Собрал LSTM Multiple Input Multi-Step Output из библиотек TF keras обучил на датасете из 4000 по каждому столбцу, столбцов 10. до 3800*10 на обучение 100*10 на тест и остальные 100*10 на сверку с прогнозом. Получил какую то чушь. Эпох 50. лернинг рейт 0.015.
Так выглядят данные
Первый график прогноз
(сверочный
)
Второй оригинальный
(сверочный
)
class _LSTM_():
n_steps_in = None
n_features = None
n_steps_out = None
model = None
def __init__(self, n_steps_in, n_steps_out, n_features):
self.n_steps_in = n_steps_in
self.n_steps_out = n_steps_out
self.n_features = n_features + 1
pass
def init_parameters(self, n_layer1=300, n_layer2=300):
self.model = Sequential()
self.model.add(LSTM(n_layer1, activation='tanh', input_shape=(self.n_steps_in, self.n_features)))
self.model.add(RepeatVector(self.n_steps_out))
self.model.add(LSTM(n_layer2, activation='tanh', return_sequences=True))
self.model.add(TimeDistributed(Dense(self.n_features)))
# clipvalue
# Gradient value clipping involves clipping the derivatives of the loss function to have a given
# value if a gradient value is less than a negative threshold or more than the positive threshold.
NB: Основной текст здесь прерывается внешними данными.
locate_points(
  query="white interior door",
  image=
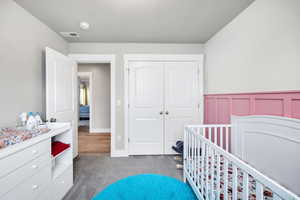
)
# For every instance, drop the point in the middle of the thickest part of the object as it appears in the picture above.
(182, 100)
(61, 91)
(146, 105)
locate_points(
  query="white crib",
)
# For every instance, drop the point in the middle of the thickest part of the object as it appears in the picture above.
(215, 155)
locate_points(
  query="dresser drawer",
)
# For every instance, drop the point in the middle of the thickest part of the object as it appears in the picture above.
(32, 187)
(9, 182)
(20, 158)
(63, 183)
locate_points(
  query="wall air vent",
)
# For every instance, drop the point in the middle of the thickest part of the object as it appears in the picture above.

# For example, we could specify a norm of 0.5, meaning that if a gradient value was less than -0.5,
# it is set to -0.5 and if it is more than 0.5, then it will be set to 0.5.
self.model.compile(optimizer=optimizers.Adam(learning_rate=0.015), loss='mean_squared_error')
def __split_sequences(self, _sequences, n_steps_in, n_steps_out):
X, y = list(), list()
for i in range(len(_sequences)):
# find the end of this pattern
end_ix = i + n_steps_in
out_end_ix = end_ix + n_steps_out
# check if we are beyond the dataset
if out_end_ix > len(_sequences):
break
# gather input and output parts of the pattern
seq_x, seq_y = _sequences[i:end_ix, :], _sequences[end_ix:out_end_ix, :]
X.append(seq_x)
y.append(seq_y)
return array(X), array(y)
# [ [,,,],
# [,,,],
# [,,,],
# [,,,]]
def train(self, x: array, eps=200, _vse=0):
countRow = x.shape[0]
countItems = x.shape[1]
summ = 0
out_seq = []
for col in range(countItems):
for row in range(countRow):
summ += x[row][col]
out_seq.append(summ)
summ = 0
out_seq = array(out_seq)
x = transpose(x)
out_seq = out_seq.reshape((countItems, 1))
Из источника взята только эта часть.